Despite the potential change in repurchase activity, issuance plans appear likely to remain intact. The sources said the government is likely to keep issuance for May at 250 billion yen, with a final decision on that volume expected later this month.

Rising inflation expectations have been in motion prior to the Middle East war, and that conflict has contributed further to upward price momentum on a global basis, the sources noted. Japan first introduced inflation-linked bonds in 2004 but halted issuance in 2008 amid deflationary pressures that heightened the risk of principal losses. Issuance restarted in 2013 when then-Prime Minister Shinzo Abe intensified efforts to end deflation. Since resuming issuance, the government has supported the market by guaranteeing principal and maintaining buyback operations.

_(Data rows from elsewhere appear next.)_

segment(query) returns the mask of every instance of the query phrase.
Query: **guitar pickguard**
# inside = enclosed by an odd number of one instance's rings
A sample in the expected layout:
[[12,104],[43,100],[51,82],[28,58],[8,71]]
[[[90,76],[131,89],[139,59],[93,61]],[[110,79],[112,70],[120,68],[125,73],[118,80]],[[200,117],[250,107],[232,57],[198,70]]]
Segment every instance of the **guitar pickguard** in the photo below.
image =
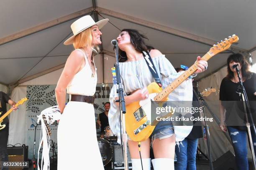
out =
[[146,114],[143,110],[143,109],[140,107],[138,110],[136,110],[135,112],[133,113],[134,118],[136,119],[137,122],[138,122],[141,120],[144,116],[146,116]]

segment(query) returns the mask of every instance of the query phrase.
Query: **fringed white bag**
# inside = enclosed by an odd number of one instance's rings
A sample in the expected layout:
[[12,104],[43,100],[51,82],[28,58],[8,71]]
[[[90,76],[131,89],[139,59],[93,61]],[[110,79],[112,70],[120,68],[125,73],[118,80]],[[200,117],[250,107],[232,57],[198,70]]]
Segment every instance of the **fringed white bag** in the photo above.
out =
[[[51,139],[46,125],[44,120],[46,120],[47,124],[51,125],[54,122],[55,120],[59,120],[61,118],[61,113],[57,105],[51,107],[41,112],[41,114],[37,116],[37,123],[41,122],[41,131],[40,133],[40,141],[39,147],[38,149],[37,167],[38,170],[40,170],[39,166],[39,150],[41,146],[43,144],[43,151],[42,152],[42,159],[41,161],[41,169],[42,170],[50,170],[50,158],[49,152],[51,146]],[[44,164],[44,166],[43,165]]]

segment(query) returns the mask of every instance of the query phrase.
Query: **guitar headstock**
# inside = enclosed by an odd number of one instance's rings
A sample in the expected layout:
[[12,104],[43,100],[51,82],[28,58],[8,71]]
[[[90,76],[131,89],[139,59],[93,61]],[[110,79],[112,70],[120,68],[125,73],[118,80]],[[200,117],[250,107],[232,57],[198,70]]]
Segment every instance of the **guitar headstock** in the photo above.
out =
[[218,42],[217,45],[214,45],[208,53],[211,56],[228,50],[231,46],[231,44],[236,42],[239,40],[238,37],[235,34],[232,36],[228,37],[228,38],[225,38],[224,41],[221,40],[220,43]]
[[16,103],[15,105],[17,105],[17,106],[18,105],[22,105],[23,104],[23,102],[24,102],[25,101],[27,101],[27,100],[28,100],[28,98],[23,98],[21,99],[20,99],[20,100],[19,100],[17,102],[17,103]]
[[205,89],[205,90],[204,90],[201,93],[203,96],[208,96],[211,92],[216,92],[215,88],[208,88],[207,89]]

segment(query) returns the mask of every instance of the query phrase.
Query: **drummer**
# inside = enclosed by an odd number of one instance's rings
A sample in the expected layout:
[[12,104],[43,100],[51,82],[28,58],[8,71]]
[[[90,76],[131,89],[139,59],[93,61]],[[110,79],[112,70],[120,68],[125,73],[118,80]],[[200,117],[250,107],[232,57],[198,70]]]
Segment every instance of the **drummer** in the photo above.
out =
[[104,108],[105,111],[100,113],[98,116],[97,123],[100,126],[100,138],[103,138],[104,137],[104,129],[106,126],[109,126],[108,124],[108,111],[110,109],[110,103],[106,102],[104,104]]

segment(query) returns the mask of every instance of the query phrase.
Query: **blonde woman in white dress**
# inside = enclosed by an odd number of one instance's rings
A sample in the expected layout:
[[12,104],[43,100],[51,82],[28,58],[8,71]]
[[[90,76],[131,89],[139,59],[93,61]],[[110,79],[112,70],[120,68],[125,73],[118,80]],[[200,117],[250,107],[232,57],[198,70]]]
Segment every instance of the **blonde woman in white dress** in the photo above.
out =
[[[62,113],[58,128],[59,170],[85,169],[92,162],[94,169],[104,170],[95,128],[93,96],[97,75],[92,52],[101,44],[99,29],[108,21],[95,22],[90,15],[82,17],[71,25],[74,35],[64,42],[73,44],[75,50],[68,58],[55,89]],[[66,89],[70,98],[65,106]]]

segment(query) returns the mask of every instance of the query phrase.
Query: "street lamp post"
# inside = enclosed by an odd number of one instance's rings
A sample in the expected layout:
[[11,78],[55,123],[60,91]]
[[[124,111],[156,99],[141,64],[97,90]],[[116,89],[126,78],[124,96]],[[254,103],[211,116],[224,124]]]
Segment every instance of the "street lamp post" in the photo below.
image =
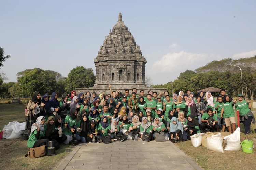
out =
[[241,69],[241,68],[240,68],[240,67],[239,66],[236,66],[236,65],[234,65],[233,64],[231,64],[231,65],[232,65],[232,66],[235,66],[236,67],[238,67],[239,68],[239,70],[240,70],[240,71],[241,71],[241,82],[242,83],[242,94],[243,95],[244,93],[243,93],[243,78],[242,76],[242,69]]

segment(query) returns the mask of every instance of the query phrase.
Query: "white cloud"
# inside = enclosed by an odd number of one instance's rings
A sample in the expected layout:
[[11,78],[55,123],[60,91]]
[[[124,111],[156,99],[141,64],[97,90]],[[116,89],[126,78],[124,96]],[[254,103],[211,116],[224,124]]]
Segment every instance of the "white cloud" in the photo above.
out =
[[248,52],[244,52],[239,54],[236,54],[233,56],[232,58],[233,59],[238,59],[239,58],[243,58],[249,57],[252,57],[256,55],[256,50],[251,51]]
[[170,48],[172,49],[175,49],[179,47],[179,47],[178,45],[178,44],[177,43],[172,43],[170,46],[170,47],[169,47]]
[[169,53],[155,62],[146,72],[154,84],[165,84],[176,79],[181,72],[187,70],[194,70],[220,57],[213,54],[192,53],[184,51]]

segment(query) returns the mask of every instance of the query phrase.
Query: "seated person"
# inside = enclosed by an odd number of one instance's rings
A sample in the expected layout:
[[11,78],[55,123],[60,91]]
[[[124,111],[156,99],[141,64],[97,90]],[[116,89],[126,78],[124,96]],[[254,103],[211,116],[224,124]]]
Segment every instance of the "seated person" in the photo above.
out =
[[[197,133],[198,132],[200,132],[198,122],[196,119],[192,117],[191,115],[187,116],[187,119],[186,122],[187,126],[184,129],[184,130],[187,132],[188,140],[191,140],[190,136]],[[198,131],[199,131],[199,132]]]
[[42,146],[46,144],[49,141],[47,139],[41,139],[45,133],[45,119],[43,116],[39,116],[37,119],[37,122],[32,125],[31,132],[28,140],[28,147],[35,148]]
[[[163,131],[166,130],[165,124],[162,122],[161,122],[160,119],[156,118],[154,120],[154,122],[152,123],[152,132],[153,134],[153,137],[155,137],[155,133]],[[168,134],[168,133],[165,133]]]
[[183,140],[183,128],[181,123],[178,121],[177,118],[173,117],[170,121],[170,127],[167,128],[170,131],[170,140],[173,143],[180,142]]
[[214,130],[217,130],[218,118],[211,107],[208,108],[207,112],[202,116],[202,123],[200,125],[201,129],[203,133],[206,132],[206,128],[209,129],[211,132],[214,132]]

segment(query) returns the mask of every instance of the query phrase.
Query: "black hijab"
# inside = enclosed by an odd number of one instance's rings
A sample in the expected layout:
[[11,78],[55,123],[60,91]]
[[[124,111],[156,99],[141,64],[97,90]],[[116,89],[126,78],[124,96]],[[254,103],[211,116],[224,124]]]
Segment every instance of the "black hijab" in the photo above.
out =
[[[126,120],[124,120],[124,116],[126,117]],[[127,116],[126,115],[123,116],[123,117],[121,119],[121,121],[122,122],[122,123],[124,123],[125,124],[129,124],[129,122],[128,122],[128,118],[127,117]]]
[[43,97],[42,98],[42,100],[41,100],[41,101],[42,101],[42,103],[44,104],[44,109],[45,109],[45,113],[48,113],[48,111],[50,109],[50,108],[51,107],[51,104],[50,104],[50,103],[49,102],[49,99],[48,99],[48,101],[44,101],[44,98],[46,96],[48,96],[48,98],[49,98],[49,95],[47,94],[45,94],[44,96],[43,96]]
[[40,92],[39,91],[37,91],[35,92],[34,94],[34,95],[33,95],[33,96],[32,97],[32,99],[31,100],[34,102],[34,103],[35,103],[35,104],[37,103],[37,103],[37,105],[40,105],[40,104],[41,104],[41,98],[40,98],[39,99],[37,99],[37,95],[40,93],[41,94]]
[[[142,101],[142,102],[141,102],[140,101],[140,99],[141,98],[142,98],[143,99],[143,101]],[[139,104],[141,104],[142,105],[144,104],[145,103],[146,103],[145,101],[144,100],[144,98],[142,96],[139,97],[139,100],[138,100],[138,103],[139,103]]]
[[194,128],[196,126],[199,126],[199,124],[198,124],[198,122],[196,119],[195,118],[192,117],[193,116],[191,115],[189,115],[187,116],[188,118],[188,117],[191,118],[192,119],[192,121],[191,122],[188,120],[188,119],[187,119],[187,125],[190,128]]
[[69,115],[72,119],[75,119],[76,118],[76,116],[75,115],[76,110],[75,108],[72,108],[70,109],[69,112]]
[[[141,112],[142,113],[142,116],[140,116],[140,113]],[[143,112],[142,111],[141,111],[140,110],[139,110],[138,111],[138,117],[139,117],[139,121],[140,121],[140,122],[142,122],[142,118],[145,116],[144,116],[144,114],[143,114]]]
[[[84,117],[86,117],[87,119],[85,121],[84,121]],[[85,137],[87,135],[87,133],[89,131],[89,126],[90,126],[90,121],[87,115],[84,115],[82,116],[81,122],[80,123],[80,128],[82,129],[82,131],[80,132],[81,137]]]

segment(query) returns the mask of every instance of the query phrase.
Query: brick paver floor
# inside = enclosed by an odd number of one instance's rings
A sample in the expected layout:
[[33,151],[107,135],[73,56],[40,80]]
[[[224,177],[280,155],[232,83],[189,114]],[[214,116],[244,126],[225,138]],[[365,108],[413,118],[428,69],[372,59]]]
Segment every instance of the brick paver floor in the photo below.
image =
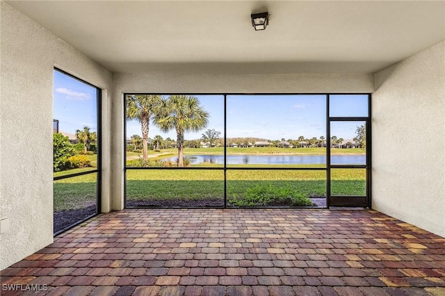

On the supply-demand balance, the latest gross domestic product data show the gap has moved into positive territory for the first time in two quarters, but economists caution that a complete revival in demand for these securities is not yet assured.

Currency conversion noted in source materials placed the dollar at 159.3900 yen.


Context and mechanics

The finance ministry's contemplated reduction in buybacks is being considered in the context of rising break-even inflation, recent buyback history and broader issuance plans. Consultation with market participants is anticipated before any formal change is made.

What remains to be decided

  • Final confirmation of the proposed 15 billion yen buybacks for April and June.
  • Definitive decision on the planned 250 billion yen issuance for May.

Risks

  • If buybacks are reduced, liquidity and secondary-market dynamics for inflation-linked bonds could shift, affecting bond market participants.
  • A final decision on issuance or buybacks could change after consultations; uncertainty persists until announcements are formalized.
  • Despite improvement in the supply-demand gap, economists warn that a durable recovery in demand for inflation-linked securities remains uncertain.